INF 385E: Information Architecture and Design
This course explores the fundamental principles and practical applications of Information Architecture (IA). Drawing from the seminal work "Information Architecture: For the Web and Beyond" by Louis Rosenfeld, Peter Morville, and Jorge Arango, students will delve into the essential concepts, methodologies, and best practices shaping the organization and presentation of information in digital environments. Simply, this course addresses how to make content organized and findable based on human understanding. Throughout the course, students will examine the critical role of IA in enhancing user experience, facilitating navigation, and optimizing content discoverability. Topics covered include information organization, navigation design, metadata implementation, taxonomy development, and user-centered design principles. Through a combination of theoretical discussions, case studies, hands-on exercises, and a real project with a real client and real world constraints, students will gain proficiency in designing effective IA solutions tailored to diverse user needs and contexts. Emphasis will be placed on understanding user behavior, conducting user research, and iteratively refining IA structures to align with evolving user requirements and organizational goals. Course Objectives: Gain a comprehensive understanding of Information Architecture principles and methodologies. Learn how to analyze and evaluate existing IA structures in digital environments. Develop proficiency in designing and implementing effective IA solutions for websites and digital products. Explore techniques for conducting user research and applying user-centered design principles to IA. Understand the role of IA in enhancing usability, findability, and overall user experience. Acquire practical skills in wireframing, prototyping, and usability testing within an IA context.
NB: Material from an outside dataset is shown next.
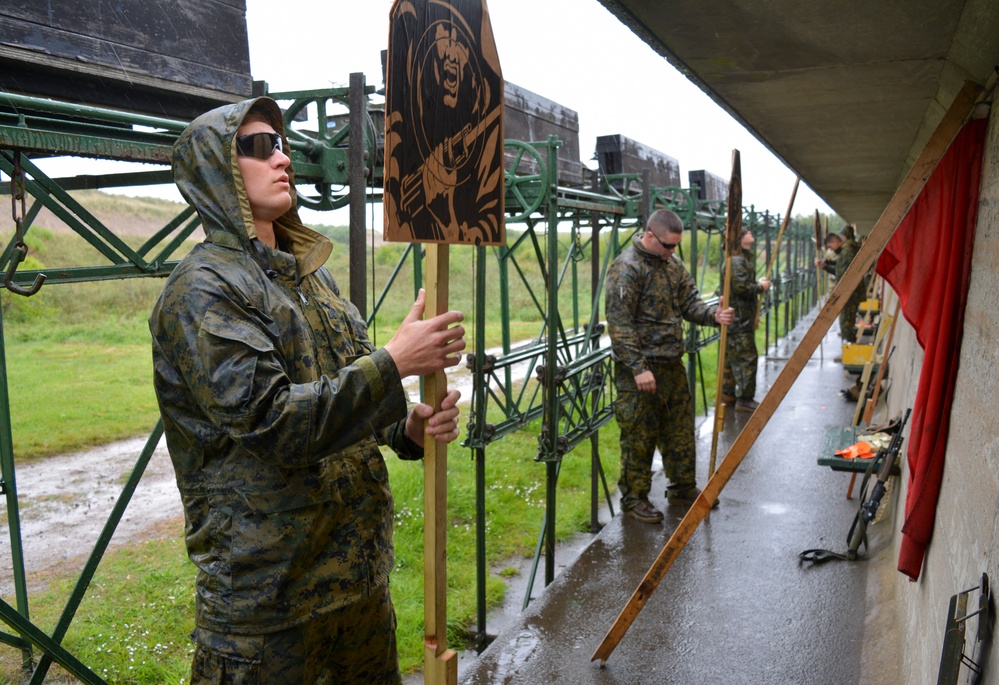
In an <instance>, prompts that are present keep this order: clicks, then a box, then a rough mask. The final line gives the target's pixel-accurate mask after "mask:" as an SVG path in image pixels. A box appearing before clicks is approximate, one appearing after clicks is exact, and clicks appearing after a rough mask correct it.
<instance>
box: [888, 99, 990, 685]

Explore emerging trends and technologies shaping the field of Information Architecture.
INF 385P: Usability
This course will give students a foundational introduction to user experience (also known as UX, CX, HCI) and introduce some of the core UX research methods in use today, as well as applying these methods to a product to create a final presentation that can hopefully be used in their portfolio/job seeking adventures. Accordingly, the class will cover 5 major areas: 1. Have an in-depth understanding of some primary UX methods relevant to product development (e.g. Heuristic evaluation, Moderated User testing, UX Benchmarking). 2. Understand the principles of other important UX tools/methods (e.g. Information architecture tests (card-sorts), RITE testing, Competitive Analysis, Thematic coding of qualitative data, etc.). 3. Have a working understanding of the most frequently used UX methods at each point of the development lifecycle, with a specific focus on which methods are best suited to evaluative research. 4. Learn the scientific underpinnings of the various methodologies, including the specific advantages and disadvantages of each. 5. The “real world” application of these skills to industry-paced projects
A practical introduction and guide for using statistics to solve quantitative problems in user research. Many designers and user researchers view usability and user research as qualitative activities, which do not use formulas and numbers. However, usability practitioners and user researchers are increasingly expected to quantify the benefits of their efforts. The impact of good and bad designs can be quantified in terms of user performance, task completion rates and times, perceived user satisfaction. The course will address questions frequently faced by user researchers, such as, how to compare usability of products for A/B testing and competitive analysis, how to measure the interaction behavior and attitudes of users, how to estimate the number of users needed for usability testing. The course will introduce students to a foundation for statistical theories and the best practices needed to apply them. It will cover descriptive statistics, confidence intervals, standardized usability questionnaires, correlation, regression, and analysis of variance. It will also address how to effectively communicate the quantitative results.